Validity and Reliability of Automated Essay Scoring

doi:10.4324/9780203122761-11

ABSTRACT

The purpose of this chapter is to develop a plan to support the use of automated essay scoring (AES) systems. Such a plan involves a clarification of the purpose of AES, how it could achieve this purpose, and what evidence exists that it is successful. This plan elaborates and expands upon previous proposals that were concerned with the validity of automated scoring in general (Bennett, 2006; Bennett & Bejar, 1998; Clauser, Kane, & Swanson, 2002; Yang, Buckendahl, Juszkiewicz, & Bhola, 2002) or specifically with automated essay scoring (Keith, 2003). That such a plan is needed is evidenced by the skepticism and criticism that have accompanied AES over the years. For example, in a New York Times column, Scott (1999) remarks cynically that “… it has come to this. The essay, the great literary art form that Montaigne conceived and Virginia Woolf carried on …has sunk to a state where someone thinks it is a bright idea to ask a computer if an essay is any good.” Criticism of AES has been especially harsh within the community of writing professionals (Ericsson & Haswell, 2006).
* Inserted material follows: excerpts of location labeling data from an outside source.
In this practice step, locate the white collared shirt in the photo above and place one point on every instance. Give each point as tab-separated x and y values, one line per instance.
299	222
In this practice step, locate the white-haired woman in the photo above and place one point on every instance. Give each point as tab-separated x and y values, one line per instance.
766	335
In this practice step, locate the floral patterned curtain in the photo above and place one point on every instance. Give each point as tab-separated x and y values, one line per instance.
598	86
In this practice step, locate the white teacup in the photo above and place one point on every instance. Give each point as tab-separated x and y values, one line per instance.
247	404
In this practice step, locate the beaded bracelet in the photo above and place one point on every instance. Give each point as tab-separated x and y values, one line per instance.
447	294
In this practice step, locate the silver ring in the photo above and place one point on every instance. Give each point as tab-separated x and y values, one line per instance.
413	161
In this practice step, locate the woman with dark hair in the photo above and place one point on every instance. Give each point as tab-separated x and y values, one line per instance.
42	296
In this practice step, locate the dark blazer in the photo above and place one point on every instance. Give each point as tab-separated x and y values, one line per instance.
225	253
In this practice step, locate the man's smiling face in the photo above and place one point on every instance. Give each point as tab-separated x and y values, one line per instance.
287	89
A major organization for writing professionals, the Conference on College Composition and Communication (CCCC), summarizes its position on AES (Communication, 2004), with the words: “We oppose the use of machine-scored writing in the assessment of writing.” That this statement has not been revised in the last eight years, in spite of the widespread adoption of AES, suggests that AES developers have not been successful in explaining the intrinsic qualities of AES beyond the obvious logistical benefits of speed and cost.